Senior Data Engineer to $6000
We are looking for a Data Engineer to design, develop, and optimize our data infrastructure on Databricks. You will architect scalable pipelines using BigQuery, Google Cloud Storage, Apache Airflow, dbt, Dataflow, and Pub/Sub, ensuring high availability and performance across our ETL/ELT processes. You will leverage Great Expectations to enforce data quality standards. The role also involves building our Data Mart (Data Mach) environment and implementing CI/CD best practices. A successful candidate has extensive knowledge of cloud-native data solutions, strong proficiency with ETL/ELT frameworks (including dbt), and a passion for building robust, cost-effective pipelines.
Responsibilities:
- Data Architecture & Strategy - Define and implement the overall data architecture on GCP, including data warehousing in BigQuery/Databricks, data lake patterns in Google Cloud Storage, and Data Mart (Data Mach) solutions. Integrate Terraform for Infrastructure as Code to provision and manage cloud resources efficiently. Establish both batch and real-time data processing frameworks to ensure reliability, scalability, and cost efficiency.

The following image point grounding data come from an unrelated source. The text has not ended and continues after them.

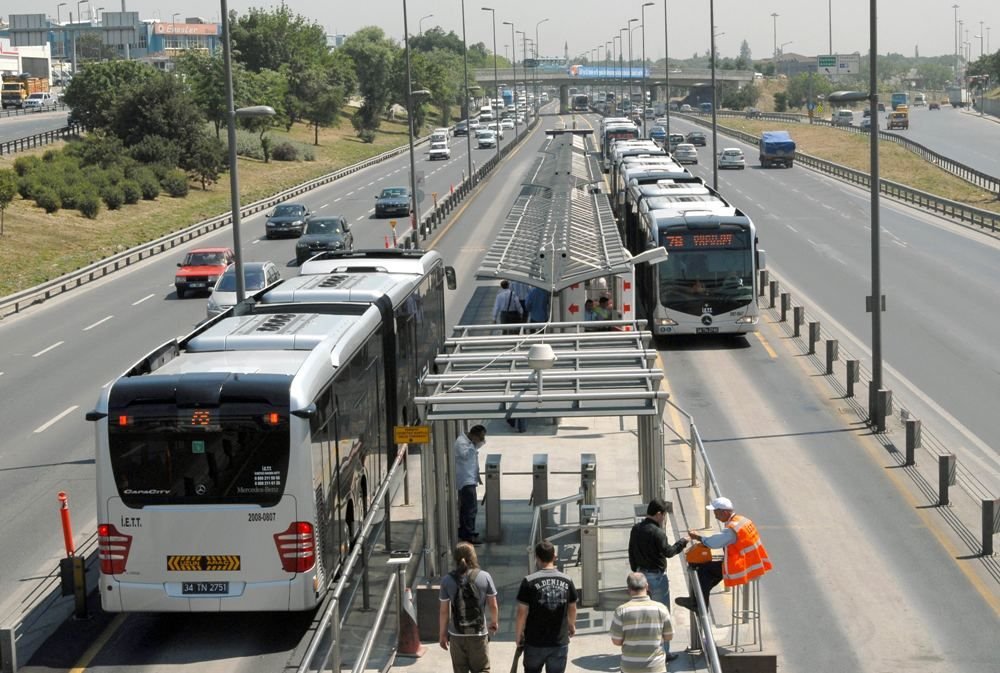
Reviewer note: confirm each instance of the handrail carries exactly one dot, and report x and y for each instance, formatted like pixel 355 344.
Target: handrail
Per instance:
pixel 333 602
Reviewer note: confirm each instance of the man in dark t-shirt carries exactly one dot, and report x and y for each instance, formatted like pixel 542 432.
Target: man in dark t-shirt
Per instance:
pixel 546 614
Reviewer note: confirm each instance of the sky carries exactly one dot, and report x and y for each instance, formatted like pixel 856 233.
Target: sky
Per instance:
pixel 908 25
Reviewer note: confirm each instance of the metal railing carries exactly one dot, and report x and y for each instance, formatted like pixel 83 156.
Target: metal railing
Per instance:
pixel 332 620
pixel 985 219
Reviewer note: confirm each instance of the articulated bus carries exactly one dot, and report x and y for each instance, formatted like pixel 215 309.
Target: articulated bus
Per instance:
pixel 708 283
pixel 235 464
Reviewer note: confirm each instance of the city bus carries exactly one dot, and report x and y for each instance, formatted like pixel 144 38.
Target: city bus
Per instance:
pixel 708 283
pixel 235 464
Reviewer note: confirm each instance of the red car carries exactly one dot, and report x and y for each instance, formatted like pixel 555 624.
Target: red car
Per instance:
pixel 201 268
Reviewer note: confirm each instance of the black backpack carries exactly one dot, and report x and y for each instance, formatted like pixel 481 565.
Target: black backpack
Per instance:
pixel 467 606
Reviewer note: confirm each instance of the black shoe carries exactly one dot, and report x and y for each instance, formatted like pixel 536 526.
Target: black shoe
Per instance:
pixel 686 602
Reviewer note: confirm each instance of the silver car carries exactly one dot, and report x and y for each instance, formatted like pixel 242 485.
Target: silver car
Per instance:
pixel 256 276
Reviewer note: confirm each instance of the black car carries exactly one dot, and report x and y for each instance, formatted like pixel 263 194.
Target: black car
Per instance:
pixel 393 201
pixel 287 219
pixel 322 234
pixel 697 138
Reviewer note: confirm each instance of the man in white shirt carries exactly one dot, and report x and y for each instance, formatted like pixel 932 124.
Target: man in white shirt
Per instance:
pixel 466 479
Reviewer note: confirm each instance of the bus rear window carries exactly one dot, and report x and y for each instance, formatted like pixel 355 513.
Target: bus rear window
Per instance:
pixel 233 455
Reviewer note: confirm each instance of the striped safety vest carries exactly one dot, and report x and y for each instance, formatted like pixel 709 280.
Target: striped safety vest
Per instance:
pixel 746 559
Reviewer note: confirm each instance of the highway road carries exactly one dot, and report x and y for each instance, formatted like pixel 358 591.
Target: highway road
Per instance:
pixel 939 280
pixel 56 357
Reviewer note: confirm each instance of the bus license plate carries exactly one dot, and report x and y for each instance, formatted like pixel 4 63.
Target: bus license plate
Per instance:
pixel 204 588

- Pipeline Development & Orchestration - Design, build, and optimize ETL/ELT pipelines using Apache Airflow for workflow orchestration. Implement dbt (Data Build Tool) transformations to maintain version-controlled data models in BigQuery, ensuring consistency and reliability across the data pipeline. Use Google Dataflow (based on Apache Beam) and Pub/Sub for large-scale streaming/batch data processing and ingestion. Automate job scheduling and data transformations to deliver timely insights for analytics, machine learning, and reporting.
- Event-Driven & Microservices Architecture - Implement event-driven or asynchronous data workflows between microservices. Employ Docker and Kubernetes (K8s) for containerization and orchestration, enabling flexible and efficient microservices-based data workflows. Implement CI/CD pipelines for streamlined development, testing, and deployment of data engineering components.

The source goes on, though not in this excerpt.